There is no doubt that a large number of the POWs were killed by Allied bombing, mainly as a result of the Japanese refusing to let them take shelter in slit trenches or air raid shelters. From evidence given by the Koreans, also that taken in other areas, it seems certain that the remaining POWs round about June '43 were killed and buried. The reason for this is not clear, the evidence pointing to :-
(a) The POWs were of no further use due to being too weak for further work or else their task was finished.
(b) The Japanese feared an invasion by the Allies and did not wish the POWs to be discovered.
The method of killing is not clear, although evidence gathered in other areas is all to the point that at a certain time the POWs remaining were killed. In the absence of an eyewitness the best evidence will be a complete report on the exhumation of the bodies.

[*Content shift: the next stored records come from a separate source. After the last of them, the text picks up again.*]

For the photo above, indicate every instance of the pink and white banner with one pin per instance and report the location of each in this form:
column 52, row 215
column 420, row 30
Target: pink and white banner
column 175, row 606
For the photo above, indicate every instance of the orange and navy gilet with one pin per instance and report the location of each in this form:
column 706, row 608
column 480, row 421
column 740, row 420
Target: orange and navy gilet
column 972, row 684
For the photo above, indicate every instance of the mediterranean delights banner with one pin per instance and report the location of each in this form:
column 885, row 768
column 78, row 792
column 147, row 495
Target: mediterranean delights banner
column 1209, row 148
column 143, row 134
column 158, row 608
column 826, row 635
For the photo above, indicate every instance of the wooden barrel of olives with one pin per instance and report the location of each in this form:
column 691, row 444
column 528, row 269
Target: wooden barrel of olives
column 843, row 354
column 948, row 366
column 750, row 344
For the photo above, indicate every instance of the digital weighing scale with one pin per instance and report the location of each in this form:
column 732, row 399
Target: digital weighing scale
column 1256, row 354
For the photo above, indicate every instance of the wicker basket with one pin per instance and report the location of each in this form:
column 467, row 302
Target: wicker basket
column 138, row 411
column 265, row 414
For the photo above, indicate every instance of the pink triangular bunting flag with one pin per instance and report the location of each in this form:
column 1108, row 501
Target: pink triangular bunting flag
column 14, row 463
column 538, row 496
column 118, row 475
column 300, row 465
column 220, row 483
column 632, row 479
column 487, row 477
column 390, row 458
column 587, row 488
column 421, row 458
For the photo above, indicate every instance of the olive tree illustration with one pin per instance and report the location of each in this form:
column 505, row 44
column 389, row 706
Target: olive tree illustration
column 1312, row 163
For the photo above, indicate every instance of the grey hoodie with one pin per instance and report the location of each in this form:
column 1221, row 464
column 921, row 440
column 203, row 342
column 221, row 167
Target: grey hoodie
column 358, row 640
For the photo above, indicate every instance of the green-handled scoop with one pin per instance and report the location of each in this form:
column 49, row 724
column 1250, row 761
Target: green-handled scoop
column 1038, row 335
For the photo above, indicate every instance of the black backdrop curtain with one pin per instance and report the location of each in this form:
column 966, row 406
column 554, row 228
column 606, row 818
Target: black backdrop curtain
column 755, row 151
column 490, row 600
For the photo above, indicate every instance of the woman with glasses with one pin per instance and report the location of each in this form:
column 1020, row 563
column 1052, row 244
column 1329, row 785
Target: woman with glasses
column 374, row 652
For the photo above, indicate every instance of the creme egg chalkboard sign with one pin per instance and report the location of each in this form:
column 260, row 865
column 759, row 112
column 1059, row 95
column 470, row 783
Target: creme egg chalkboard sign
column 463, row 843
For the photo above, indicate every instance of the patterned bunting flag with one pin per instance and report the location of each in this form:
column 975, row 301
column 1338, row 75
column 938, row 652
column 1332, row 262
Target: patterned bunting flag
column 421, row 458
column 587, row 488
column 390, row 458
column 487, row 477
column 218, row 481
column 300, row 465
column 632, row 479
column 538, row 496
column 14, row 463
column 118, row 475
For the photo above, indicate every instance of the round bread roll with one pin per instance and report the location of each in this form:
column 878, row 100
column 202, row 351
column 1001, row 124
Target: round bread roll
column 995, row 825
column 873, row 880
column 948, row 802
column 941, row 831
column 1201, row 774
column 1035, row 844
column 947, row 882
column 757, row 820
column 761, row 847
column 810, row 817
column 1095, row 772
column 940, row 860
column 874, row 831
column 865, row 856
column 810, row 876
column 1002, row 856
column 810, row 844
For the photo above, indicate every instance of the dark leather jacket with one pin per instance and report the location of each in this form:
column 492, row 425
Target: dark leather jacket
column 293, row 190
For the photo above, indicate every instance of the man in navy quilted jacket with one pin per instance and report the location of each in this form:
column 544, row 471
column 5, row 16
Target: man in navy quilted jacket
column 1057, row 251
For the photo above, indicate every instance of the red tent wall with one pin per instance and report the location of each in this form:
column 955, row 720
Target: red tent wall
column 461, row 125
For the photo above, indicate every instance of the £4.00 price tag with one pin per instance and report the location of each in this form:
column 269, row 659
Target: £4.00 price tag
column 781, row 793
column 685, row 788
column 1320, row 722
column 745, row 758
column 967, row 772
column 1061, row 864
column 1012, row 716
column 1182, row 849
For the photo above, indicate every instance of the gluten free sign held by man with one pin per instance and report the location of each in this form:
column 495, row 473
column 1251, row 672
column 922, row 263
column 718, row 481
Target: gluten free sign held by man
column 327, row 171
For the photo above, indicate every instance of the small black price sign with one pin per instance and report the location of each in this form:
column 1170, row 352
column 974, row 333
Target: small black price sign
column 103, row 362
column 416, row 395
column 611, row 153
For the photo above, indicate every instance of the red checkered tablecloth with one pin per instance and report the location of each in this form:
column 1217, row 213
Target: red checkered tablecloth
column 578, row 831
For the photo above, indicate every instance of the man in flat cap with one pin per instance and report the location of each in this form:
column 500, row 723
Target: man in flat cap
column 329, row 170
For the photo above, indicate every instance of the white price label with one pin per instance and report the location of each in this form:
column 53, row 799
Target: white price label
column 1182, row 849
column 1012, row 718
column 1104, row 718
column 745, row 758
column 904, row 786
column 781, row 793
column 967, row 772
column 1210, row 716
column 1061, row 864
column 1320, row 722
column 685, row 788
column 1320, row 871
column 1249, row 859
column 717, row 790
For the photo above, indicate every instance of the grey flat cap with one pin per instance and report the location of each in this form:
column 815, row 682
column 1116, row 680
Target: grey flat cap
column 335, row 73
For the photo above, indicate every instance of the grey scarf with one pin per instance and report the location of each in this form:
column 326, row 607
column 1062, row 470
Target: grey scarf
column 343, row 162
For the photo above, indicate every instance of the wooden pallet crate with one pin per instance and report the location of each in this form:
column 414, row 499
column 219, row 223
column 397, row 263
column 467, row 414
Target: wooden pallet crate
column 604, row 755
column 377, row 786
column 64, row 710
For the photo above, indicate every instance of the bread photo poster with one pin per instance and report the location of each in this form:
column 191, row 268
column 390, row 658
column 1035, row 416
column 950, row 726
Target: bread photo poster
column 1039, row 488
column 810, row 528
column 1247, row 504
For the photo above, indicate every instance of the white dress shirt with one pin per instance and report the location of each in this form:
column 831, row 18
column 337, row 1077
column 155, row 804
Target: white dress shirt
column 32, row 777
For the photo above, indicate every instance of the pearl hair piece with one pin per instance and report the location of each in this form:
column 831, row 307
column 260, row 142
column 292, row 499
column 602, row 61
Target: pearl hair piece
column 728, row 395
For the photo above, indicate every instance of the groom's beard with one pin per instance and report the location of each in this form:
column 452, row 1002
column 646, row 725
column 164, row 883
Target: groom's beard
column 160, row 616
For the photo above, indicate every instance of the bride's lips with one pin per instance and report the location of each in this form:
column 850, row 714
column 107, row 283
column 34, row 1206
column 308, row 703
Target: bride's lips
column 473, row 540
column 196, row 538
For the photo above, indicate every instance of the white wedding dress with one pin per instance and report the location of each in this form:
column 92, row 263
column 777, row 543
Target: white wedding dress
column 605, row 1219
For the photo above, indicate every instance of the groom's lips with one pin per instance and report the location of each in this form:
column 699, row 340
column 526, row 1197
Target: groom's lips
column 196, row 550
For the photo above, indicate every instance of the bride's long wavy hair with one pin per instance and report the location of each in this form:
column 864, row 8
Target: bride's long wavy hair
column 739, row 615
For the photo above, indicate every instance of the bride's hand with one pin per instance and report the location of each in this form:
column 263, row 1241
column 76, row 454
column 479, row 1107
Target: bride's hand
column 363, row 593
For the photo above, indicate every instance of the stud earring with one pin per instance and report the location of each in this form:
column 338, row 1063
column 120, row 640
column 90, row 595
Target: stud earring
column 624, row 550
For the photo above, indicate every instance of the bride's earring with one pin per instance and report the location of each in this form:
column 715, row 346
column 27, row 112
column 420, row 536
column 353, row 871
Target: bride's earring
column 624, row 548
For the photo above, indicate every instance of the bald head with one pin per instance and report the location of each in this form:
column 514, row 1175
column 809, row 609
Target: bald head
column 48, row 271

In view of the evidence gathered by me I am of the opinion that the only person who can be held responsible is the commander of the unit Lt Comd OZAKI.
Major E C Milliken NX.70429
10 March 1946
The above is a report on an investigation carried out by the Australian Army.
Following liberation of Ballale, 436 bodies were exhumed together with artefacts proving these men were the missing artillerymen who had sailed from Rabaul to an unknown destination. None of these could be personally identified and these bodies were eventually re-interred in individual graves at the Bomama War Cemetery in Port Moresby, Papua New Guinea.